Monday, December 22, 2014

The True Light

Last Monday I took Jake to his monthly dietitian and Occupational Therapist appointment, and left there feeling very defeated and worried about my boy.  Jake had not gained any weight once again, and for the first time he was starting to trend downwards on his growth chart, falling somewhere about the 3rd percentile for his height/weight combined.  That's a low percentile for a child to be at, and we immediately increased the amount of liquid feeds Jake is receiving through his NG, and I doubled my efforts to get him to eat high protein/fatty foods.  Today Jake was weighed again...and...he gained half a pound in 1 week! The extra calories are paying off, even though we have been struggling with increased vomiting from the extra fluid amounts.  Please be in prayer for weight gain and tolerance of the additional liquids.  Jake has been consistently drinking orally, but typically no more than an ounce a day and his preferred fluid is water, which of course has no calories.  Here is is today waiting patiently for the weigh in...


I took this picture a couple of weeks ago at the cardiologist's office, but I wanted to share it - the sweetness is amazing.  I don't know if you can see it in the picture but Jake is watching the snowfall.



Monthly RSV shots (Synagis) have resumed for the winter season, and although Jake hates the needles I feel some small measure of relief at another layer of protection for my honey.  Jake is still struggling with his asthma, although he has accepted his puffer more now that the frequency has been reduced to 3 times a day.  He calls the puffer his "pah"..."Want pah", he says when he sees it coming.  Along with the cold weather, my germ and sickness anxiety has also returned.  Jake rarely leaves the house now unless he is going to the hospital or to his Nanna's house, and when we do venture out our corner of the world is covered with hand sanitizer and lysol wipes.  Sometimes I wonder if the people watching me sanitize a shopping cart before placing my baby in it think I am nuts :)  Once Jake has had his G Tube surgery and recovered I'll be able to relax my efforts a little, but until then we have to keep him healthy.  It's sad though, as Jake has now started to pick up his shoes and say "I come" when he sees one of us putting on our coat and boots.  Little doll.  Someday I hope to give you the freedom you want, but for right now I need to keep you in the well sanitized cocoon of our house.

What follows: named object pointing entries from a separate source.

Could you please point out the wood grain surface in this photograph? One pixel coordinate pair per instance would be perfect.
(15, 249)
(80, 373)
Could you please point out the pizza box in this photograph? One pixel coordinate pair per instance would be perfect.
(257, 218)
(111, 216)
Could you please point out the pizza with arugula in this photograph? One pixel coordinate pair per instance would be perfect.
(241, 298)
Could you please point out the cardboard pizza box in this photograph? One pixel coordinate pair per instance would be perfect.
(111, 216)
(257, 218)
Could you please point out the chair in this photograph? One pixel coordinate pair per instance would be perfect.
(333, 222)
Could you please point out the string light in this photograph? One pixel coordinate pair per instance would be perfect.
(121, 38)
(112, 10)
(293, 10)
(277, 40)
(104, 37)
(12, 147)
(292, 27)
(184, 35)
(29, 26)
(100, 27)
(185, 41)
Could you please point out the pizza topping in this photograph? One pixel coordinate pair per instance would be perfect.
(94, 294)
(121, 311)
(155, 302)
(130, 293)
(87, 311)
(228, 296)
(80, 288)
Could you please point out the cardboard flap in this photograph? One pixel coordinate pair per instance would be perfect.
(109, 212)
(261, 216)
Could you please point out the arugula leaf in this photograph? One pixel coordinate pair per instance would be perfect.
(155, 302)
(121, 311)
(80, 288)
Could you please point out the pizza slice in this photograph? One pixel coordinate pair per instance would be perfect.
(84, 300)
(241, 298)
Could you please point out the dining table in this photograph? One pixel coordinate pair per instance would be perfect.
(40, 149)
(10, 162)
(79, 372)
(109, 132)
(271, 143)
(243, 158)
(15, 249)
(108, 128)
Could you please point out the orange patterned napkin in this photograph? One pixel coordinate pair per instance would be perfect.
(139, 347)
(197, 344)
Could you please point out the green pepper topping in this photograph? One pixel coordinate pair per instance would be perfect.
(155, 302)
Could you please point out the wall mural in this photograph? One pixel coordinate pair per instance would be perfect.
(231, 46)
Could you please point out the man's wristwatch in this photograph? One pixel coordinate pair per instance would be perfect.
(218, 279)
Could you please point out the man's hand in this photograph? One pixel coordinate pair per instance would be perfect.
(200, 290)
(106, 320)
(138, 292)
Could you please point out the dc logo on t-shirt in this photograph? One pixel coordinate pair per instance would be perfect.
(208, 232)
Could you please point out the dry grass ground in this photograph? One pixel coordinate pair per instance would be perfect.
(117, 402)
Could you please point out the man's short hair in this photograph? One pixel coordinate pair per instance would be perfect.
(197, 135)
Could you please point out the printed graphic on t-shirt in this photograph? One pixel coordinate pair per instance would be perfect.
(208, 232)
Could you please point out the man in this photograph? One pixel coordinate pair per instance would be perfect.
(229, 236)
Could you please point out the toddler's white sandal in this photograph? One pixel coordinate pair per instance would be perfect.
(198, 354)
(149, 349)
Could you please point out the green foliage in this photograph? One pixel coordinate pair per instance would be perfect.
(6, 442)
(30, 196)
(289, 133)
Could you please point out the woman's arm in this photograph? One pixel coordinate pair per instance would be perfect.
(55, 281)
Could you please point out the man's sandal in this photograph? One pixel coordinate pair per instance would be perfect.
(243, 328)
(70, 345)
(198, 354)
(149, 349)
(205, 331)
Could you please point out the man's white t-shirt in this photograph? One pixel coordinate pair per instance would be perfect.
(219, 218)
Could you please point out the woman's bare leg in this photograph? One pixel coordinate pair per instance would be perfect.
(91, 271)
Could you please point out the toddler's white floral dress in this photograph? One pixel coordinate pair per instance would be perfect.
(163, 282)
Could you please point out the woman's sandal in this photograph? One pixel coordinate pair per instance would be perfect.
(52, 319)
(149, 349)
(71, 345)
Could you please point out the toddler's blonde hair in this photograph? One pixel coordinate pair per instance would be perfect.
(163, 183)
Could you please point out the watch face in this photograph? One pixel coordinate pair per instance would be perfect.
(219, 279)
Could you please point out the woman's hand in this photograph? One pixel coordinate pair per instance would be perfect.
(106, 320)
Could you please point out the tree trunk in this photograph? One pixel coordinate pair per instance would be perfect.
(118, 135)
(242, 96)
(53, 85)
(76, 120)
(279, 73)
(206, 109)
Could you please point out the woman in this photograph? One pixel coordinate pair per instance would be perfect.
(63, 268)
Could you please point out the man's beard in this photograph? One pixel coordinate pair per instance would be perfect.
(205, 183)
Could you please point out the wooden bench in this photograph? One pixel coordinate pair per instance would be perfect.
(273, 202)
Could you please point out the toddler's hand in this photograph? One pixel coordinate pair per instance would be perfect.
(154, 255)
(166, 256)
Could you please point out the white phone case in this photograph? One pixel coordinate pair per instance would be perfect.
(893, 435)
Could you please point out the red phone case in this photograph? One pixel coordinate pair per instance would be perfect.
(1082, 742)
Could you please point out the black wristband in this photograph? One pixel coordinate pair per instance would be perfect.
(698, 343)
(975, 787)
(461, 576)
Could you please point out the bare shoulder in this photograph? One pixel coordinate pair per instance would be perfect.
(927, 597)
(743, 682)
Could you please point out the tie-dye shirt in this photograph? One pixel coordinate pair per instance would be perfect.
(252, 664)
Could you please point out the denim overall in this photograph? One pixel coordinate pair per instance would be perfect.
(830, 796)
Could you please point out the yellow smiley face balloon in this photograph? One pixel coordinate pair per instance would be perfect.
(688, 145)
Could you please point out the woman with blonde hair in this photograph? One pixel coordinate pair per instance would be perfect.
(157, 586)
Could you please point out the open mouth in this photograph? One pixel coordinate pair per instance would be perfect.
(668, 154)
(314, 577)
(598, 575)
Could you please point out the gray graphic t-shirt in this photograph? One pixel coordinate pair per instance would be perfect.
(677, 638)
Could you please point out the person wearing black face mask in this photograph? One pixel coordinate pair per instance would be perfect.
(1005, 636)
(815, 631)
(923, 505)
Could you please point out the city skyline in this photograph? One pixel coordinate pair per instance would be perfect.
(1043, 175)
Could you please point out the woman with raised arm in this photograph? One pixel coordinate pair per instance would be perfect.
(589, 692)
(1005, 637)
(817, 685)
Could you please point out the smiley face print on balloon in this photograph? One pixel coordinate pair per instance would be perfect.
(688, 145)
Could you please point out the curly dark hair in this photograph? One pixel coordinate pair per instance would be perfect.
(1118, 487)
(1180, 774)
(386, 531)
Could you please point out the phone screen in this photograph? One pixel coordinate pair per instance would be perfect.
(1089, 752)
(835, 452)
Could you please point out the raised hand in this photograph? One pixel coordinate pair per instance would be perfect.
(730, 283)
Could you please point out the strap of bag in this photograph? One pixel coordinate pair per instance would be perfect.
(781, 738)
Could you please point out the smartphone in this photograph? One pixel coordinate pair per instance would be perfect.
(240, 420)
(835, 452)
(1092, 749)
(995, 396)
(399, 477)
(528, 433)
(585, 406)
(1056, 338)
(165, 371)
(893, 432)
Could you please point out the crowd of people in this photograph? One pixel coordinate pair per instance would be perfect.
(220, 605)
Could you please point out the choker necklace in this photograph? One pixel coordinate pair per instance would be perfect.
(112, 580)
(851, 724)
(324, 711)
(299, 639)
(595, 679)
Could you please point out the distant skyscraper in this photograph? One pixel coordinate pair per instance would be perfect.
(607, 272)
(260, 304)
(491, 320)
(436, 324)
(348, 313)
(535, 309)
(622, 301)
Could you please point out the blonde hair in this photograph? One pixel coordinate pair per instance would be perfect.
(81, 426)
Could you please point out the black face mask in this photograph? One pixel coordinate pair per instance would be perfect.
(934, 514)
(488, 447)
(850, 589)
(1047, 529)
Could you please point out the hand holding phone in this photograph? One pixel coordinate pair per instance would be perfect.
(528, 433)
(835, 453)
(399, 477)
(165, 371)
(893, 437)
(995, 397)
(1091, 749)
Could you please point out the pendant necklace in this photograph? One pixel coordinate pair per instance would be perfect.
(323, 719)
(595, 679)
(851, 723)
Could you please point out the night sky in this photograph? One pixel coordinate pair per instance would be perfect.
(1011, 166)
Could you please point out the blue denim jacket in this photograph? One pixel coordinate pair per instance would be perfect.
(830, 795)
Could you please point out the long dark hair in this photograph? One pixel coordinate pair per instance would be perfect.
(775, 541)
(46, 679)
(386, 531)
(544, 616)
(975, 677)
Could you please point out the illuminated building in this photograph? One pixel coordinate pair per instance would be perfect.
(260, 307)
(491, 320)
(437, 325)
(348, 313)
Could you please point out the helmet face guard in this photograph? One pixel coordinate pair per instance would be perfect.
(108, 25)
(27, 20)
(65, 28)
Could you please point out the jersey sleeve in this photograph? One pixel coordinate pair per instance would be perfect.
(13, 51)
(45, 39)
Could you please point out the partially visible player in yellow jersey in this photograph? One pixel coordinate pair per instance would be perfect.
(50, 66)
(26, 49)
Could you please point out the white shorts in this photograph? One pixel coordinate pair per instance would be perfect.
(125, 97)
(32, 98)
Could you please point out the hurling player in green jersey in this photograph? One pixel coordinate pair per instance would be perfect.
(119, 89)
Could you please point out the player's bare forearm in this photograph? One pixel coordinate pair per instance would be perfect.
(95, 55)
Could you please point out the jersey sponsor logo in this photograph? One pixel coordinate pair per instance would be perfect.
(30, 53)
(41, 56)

Christmas is fast approaching, and we took the kids to the Santa Claus parade last weekend despite the rain as it was 13 degrees outside and he had a good waterproof suit.  Lots of cookies were eaten while waiting for Santa!


You can see in the picture above that Georgia has lost her first tooth.  Can you believe that she will be 6 years old in January? Amazing.

We've been dealing with some health issues of our beloved dog Lukey.  Lukey has been struggling for a few years now with Lupus and hypothyroidism, now in addition to that he has a growth on one paw that the vet believes may be cancer.  After much debate we opted not to go ahead with a biopsy to know for sure because Lukey doesn't heal well because of his prednisone meds, and also because of the whopping $565 price quote.  Lukey's birthday is next week, and he will be 8 years old - we're going to party like it's 1999 with the sweetest dog in the whole world.

Jake also had his 6 month pacemaker clinic checkup, and we learned that his dual chamber pacemaker is pacing the bottom chamber of his heart 100% (as it always has been because of the third degree heart block), and the top chamber is paced 27% of the time.  This means that for 73% of the time one of the chambers is doing what it's meant to do independent of any assistance.  I'm thankful for that 73%, and hope to never see the number drop lower.  

John 1:9 says of Jesus's birth that "The true light that gives light to everyone was coming into the world".  I want to be sure to recognize the True Light in my world each day, not only at Christmastime.  There have been many times I have failed to see this Light, but I hope there have been more times that I have been able to recognize and embrace God's presence in my life.  Even through my anxiety, worry and frustrations - God's True Light is shining bright and I want to always be open to seeing and experiencing that.